I’ve got two teenage boys who love reading survival manuals. On weekends they can’t wait to go out on camping excursions with the bare minimum of equipment to get by while defaulting to ingenuity and skills to overcome all challenges. They’re not doing it because they like to be miserable; they’re doing it because they like the challenge of making sure they have the right tools, knowledge and level of preparedness, and that they make the right decisions — in other words, all of the factors that make the difference between a great experience and a poor one when it comes to accomplishing your objectives in the most efficient way.
Things don’t change when you grow up and go into the office instead of the woods. As you prepare your day in IT operations, keeping the infrastructure and operational environments that support the application deployment needs running smoothly also requires both skills and the right set of tools so you don’t spend your weekends and evenings fixing things that didn’t have to break in the first place.
Just as having a Swiss army knife, a flashlight, sunscreen, a hammock, a raincoat or a fishing rod available can make all the difference in the woods, at work, you also need to think about having the right tools you have at your disposal. You’ve trained hard, you are a hard-core professional, and you deserve to have the best tools you can get for the job; which brings me to today’s topic, Mirantis Cloud Platform.
Here at Mirantis, we’re pretty excited about what’s emerging for those of us assisting IT professionals in your quest to support all the application needs of your customers, internal and external.
Today I wanted to cover a few new options from Mirantis you may want to consider if you are looking to enhance and expand your breadth of capabilities, including capacity monitoring, increased robustness, orchestration and devops, and overall cloud health.

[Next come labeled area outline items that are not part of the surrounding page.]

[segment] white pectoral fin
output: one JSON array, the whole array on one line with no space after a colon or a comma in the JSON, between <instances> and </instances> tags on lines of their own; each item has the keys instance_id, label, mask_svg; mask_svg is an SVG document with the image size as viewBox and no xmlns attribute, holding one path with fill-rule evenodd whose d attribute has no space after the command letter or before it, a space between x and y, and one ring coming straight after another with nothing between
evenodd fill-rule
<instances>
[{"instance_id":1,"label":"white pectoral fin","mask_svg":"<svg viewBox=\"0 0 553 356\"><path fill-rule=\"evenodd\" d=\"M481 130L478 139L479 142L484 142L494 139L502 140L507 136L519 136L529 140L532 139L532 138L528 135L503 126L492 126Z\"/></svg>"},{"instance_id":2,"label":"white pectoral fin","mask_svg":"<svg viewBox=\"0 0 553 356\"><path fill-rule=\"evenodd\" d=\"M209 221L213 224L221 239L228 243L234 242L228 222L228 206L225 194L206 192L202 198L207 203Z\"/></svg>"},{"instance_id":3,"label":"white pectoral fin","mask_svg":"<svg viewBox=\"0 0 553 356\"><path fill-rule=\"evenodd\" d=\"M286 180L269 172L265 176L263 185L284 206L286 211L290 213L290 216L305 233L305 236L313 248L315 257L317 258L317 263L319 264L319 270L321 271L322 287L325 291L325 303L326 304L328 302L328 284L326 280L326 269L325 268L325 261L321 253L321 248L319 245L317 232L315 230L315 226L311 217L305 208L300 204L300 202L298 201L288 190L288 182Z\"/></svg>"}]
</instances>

Mirantis StackLight, which is our 100% open-source Operations Support System (OSS) for continuous monitoring and maximum availability now includes a new DevOps Portal that provides a holistic view of your Mirantis Cloud Platform (MCP) environment.
New DevOps Portal
This new aggregated toolset significantly reduces the complexity of Day 2 cloud operations through services and dashboards around a high degree of automation, availability statistics, resource utilization, capacity utilization, continuous testing, logs, metrics, and notifications. What’s more, the new DevOps Portal enables cloud operators to manage larger clouds with greater uptime without having to convert their entire staff into open source developers.
The web UI offers services that include cloud intelligence, capacity management, and a subset of the tools made available within Simian Army.
Included services within the DevOps portal
Let’s take a look at each one of the components in detail.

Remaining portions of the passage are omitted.